Balancing what you can afford and the health insurance coverage you need is the key to finding the right plan. Here are a few tips for finding the right plan.
  • It's best to choose a plan that covers services you'll use frequently — even if it means a higher premium — because it will save you money in the long run.
  • For greater cost savings, select a doctor within the plan's network.
  • Take the time to read the details about the plans you are considering — ask for the Outline of Coverage.
  • If you have any questions about your health insurance coverage, contact a customer service representative.
Be proactive and learn about the coverage of plans that you are considering. It will help ensure the best health care for you and the ones you love.

Questions to Ask When Choosing Health Coverage

Picking a health insurance plan doesn't have to be complicated. Part of making the best choice is knowing what questions to ask. Use this list to compare health insurance plans before making your decision.
  • Is there a monthly premium?

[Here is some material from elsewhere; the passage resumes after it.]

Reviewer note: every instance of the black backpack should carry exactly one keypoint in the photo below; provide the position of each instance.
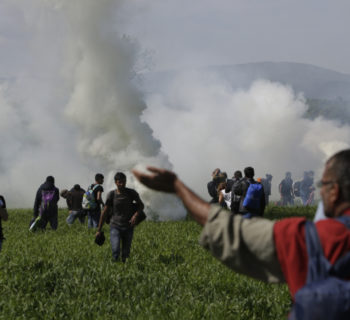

If so, how much?
  • Is your current doctor or hospital part of the plan's provider network?
  • Is there a deductible?
  • Is there coinsurance?
  • Will you have copayments?
  • How does the plan handle visits to the emergency room?
  • Are hospitalization and major medical expenses covered?
  • What is the policy's annual individual (or family) out-of-pocket expense limit? What costs are included vs. excluded in the out-of-pocket expense limit?
  • Is there a waiting period before you're fully covered?
  • Are there limitations to the policy such as pre-existing conditions? (Not applicable to Dependent children under age 19)
  • Do you need additional coverage, such as dental, vision or prescription drug coverage?
  • Are you planning any major medical expenses for the following year (for example, having elective surgery)?
  • What do your friends, family, and doctors say about the company you are considering?